Qu'entend-on d'ailleurs par une idée principe? Il nous semble que la philosophie n'a pas donné à cette expression un sens parfaitement exact. En disant que ces sortes d'idées sont la source des autres, veut-on dire qu'elles les produisent comme la source produit le ruisseau; que, par conséquent, elles les renferment préalablement comme le contenant renferme le contenu, en telle sorte qu'il suffise d'un travail de l'esprit, de la réflexion appliquée à ces idées principes, pour en déduire une foule d'autres idées? La philosophie tient ce langage, nous n'en doutons pas; mais le prend-elle dans un sens direct et positif, ou plutôt n'y voit-elle qu'une métaphore plus ou moins détournée? Si ce langage est une pure métaphore, il n'a aucune valeur philosophique; si on y

attache un sens direct et positif, il faudrait avant tout s'assurer de son exactitude. Or, les idées n'étant, comme nous l'avons vu, que des connaissances, peut-on dire avec vérité qu'il y a des idées renfermées dans leurs principes, et qui ne se montrent qu'après en avoir été dégagées? Elles existeraient donc avant d'être connues, elles seraient dans leurs principes sans être rien pour l'esprit; elles ne seraient donc pas des connaissances, elles ne seraient pas des idées.

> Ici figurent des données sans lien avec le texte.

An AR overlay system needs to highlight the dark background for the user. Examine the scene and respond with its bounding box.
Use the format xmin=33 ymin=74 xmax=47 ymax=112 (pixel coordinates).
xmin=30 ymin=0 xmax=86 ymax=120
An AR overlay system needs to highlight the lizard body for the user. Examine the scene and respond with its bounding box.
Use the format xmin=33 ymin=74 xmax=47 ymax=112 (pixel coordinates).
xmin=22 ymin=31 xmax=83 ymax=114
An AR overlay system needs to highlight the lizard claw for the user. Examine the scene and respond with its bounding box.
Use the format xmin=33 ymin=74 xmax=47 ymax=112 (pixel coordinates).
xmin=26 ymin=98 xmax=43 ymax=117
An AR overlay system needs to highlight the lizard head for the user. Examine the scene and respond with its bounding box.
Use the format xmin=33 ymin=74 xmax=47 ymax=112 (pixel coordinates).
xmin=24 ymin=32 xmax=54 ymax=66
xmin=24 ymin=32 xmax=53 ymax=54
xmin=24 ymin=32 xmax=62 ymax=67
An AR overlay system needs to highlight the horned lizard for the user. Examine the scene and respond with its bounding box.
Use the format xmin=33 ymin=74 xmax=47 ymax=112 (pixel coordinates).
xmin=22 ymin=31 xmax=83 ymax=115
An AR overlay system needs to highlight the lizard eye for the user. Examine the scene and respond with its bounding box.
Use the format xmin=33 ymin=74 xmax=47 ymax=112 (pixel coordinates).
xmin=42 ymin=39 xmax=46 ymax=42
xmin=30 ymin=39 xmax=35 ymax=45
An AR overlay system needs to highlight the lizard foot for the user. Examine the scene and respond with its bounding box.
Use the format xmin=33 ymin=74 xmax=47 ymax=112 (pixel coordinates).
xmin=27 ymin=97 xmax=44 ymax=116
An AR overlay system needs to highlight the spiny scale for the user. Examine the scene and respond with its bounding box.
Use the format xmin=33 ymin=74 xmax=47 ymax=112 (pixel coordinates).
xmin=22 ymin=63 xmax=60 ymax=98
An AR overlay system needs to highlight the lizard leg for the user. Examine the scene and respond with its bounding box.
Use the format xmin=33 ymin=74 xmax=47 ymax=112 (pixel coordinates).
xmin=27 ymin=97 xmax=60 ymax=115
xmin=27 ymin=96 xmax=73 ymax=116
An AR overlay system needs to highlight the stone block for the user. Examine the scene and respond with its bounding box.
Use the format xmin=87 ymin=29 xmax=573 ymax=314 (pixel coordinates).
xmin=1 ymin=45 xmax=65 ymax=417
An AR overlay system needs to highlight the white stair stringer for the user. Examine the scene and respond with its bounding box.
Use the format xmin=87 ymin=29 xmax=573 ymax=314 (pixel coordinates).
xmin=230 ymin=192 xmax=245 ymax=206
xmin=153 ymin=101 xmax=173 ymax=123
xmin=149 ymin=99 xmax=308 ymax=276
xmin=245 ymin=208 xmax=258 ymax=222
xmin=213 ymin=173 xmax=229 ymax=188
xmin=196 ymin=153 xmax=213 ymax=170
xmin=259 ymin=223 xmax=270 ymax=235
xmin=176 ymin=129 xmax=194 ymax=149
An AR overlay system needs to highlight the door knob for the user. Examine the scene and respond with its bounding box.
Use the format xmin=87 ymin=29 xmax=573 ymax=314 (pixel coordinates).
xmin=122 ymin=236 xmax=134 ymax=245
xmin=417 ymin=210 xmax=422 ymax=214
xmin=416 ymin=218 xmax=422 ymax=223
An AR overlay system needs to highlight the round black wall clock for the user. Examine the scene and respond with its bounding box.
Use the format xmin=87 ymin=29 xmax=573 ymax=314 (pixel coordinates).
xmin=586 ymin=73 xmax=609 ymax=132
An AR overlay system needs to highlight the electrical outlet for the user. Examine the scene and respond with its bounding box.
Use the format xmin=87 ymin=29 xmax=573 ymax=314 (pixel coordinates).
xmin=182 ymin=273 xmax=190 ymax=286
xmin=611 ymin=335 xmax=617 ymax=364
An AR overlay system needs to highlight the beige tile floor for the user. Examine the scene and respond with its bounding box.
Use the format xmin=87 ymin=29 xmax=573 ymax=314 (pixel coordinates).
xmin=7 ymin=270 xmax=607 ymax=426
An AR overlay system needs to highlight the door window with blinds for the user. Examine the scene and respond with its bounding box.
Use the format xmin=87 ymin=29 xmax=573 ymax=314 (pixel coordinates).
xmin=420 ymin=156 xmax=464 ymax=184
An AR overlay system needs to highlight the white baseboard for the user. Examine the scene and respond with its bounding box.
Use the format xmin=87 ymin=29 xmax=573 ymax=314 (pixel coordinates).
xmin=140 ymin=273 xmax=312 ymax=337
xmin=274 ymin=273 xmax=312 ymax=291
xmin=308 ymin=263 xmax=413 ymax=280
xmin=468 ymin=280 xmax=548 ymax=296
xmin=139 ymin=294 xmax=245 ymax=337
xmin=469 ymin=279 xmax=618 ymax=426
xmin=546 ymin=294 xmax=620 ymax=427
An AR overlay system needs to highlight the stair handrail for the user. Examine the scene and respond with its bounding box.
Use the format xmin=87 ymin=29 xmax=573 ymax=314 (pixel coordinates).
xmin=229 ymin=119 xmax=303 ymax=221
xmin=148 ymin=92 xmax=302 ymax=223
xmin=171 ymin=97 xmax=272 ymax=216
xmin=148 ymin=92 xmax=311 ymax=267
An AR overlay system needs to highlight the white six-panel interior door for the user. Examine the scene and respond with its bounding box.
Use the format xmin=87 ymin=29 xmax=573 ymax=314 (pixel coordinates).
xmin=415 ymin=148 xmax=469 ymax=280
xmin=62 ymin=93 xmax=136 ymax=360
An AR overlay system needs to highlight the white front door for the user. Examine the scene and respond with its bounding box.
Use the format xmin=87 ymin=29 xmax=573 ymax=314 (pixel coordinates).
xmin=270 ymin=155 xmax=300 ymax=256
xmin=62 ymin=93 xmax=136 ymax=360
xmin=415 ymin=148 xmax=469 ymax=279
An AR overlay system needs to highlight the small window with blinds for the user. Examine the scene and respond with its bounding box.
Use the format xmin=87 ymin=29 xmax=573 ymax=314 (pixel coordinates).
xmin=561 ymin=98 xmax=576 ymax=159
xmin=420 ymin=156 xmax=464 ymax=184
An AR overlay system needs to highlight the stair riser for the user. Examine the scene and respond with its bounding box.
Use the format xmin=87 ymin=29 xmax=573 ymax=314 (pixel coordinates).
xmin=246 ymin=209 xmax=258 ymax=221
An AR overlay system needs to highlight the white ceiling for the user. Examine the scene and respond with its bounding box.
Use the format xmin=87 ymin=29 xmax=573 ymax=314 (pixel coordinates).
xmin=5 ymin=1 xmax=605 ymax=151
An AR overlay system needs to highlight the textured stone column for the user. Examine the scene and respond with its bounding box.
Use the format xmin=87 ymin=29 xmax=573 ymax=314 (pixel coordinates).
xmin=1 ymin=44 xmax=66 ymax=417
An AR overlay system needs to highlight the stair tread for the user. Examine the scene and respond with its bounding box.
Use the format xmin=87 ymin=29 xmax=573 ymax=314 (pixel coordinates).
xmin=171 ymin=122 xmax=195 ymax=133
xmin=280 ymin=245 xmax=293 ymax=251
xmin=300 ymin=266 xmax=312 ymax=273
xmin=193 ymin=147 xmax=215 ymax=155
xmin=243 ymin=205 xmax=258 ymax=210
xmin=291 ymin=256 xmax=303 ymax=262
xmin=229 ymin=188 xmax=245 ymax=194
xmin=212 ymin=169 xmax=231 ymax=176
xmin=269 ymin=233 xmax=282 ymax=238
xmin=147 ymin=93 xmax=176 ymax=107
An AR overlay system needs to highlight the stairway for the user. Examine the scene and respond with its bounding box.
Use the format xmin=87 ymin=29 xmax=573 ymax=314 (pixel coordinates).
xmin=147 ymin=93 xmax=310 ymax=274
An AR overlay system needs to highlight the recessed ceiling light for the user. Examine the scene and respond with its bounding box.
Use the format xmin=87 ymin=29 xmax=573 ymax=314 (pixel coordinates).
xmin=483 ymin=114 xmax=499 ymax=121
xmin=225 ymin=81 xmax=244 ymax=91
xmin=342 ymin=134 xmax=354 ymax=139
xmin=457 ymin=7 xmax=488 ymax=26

A l'aide d'une idée quelconque, l'esprit peut sans doute en acquérir successivement un grand nombre d'autres; mais alors il ne les tire pas toutes formées d'une sorte de réservoir qui les renfermerait; il les forme lui-même, en s'appliquant, par une attention plus ou moins prolongée, aux objets qui leur correspondent. Une première idée peut être la condition de ce travail intellectuel, elle peut mettre l'esprit sur la voie d'autres idées ou les lui suggérer; mais elles n'existent que quand l'esprit les conçoit, et il ne les conçoit qu'en s'occupant des choses dont elles sont la connaissance.

Si donc nous avons des idées fondamentales, elles ne méritent ce titre ni par l'importance de leur objet, ni parce qu'elles apparaîtraient les

premières à l'esprit, ni parce qu'elles seraient les principes, les sources dont toutes les autres idées émanent.

Mais, dira-t-on, que deviennent alors les idées fondamentales? Après leur avoir enlevé la possession exclusive des caractères de nécessité, d'immutabilité et d'universalité, vous prétendez encore qu'elles ne sont ni les plus importantes par leur objet, ni les idées primitives, ni les principes des autres; que sont-elles donc?

Elles sont, tout simplement, les idées les plus générales que nous puissions nous former sur les choses. Par conséquent, au lieu d'être la base de toutes nos idées, elles en sont le faîte; au lieu de les produire, elles les résument; elles sont, pour toutes les connaissances humaines, ce que sont pour l'histoire naturelle en particulier les idées de genre ou des plus hautes classes. Parfaitement indifférentes à la nature et à l'importance des êtres divers, elles conviennent également à tous et les embrassent tous; elles n'ont rien d'antérieur aux autres idées et ne les engendrent pas; elles ont même nature, même origine, et ne sont ni plus nécessaires, ni plus immuables; elles ne s'en distinguent enfin que par un seul caractère, celui de la plus haute généralité possible.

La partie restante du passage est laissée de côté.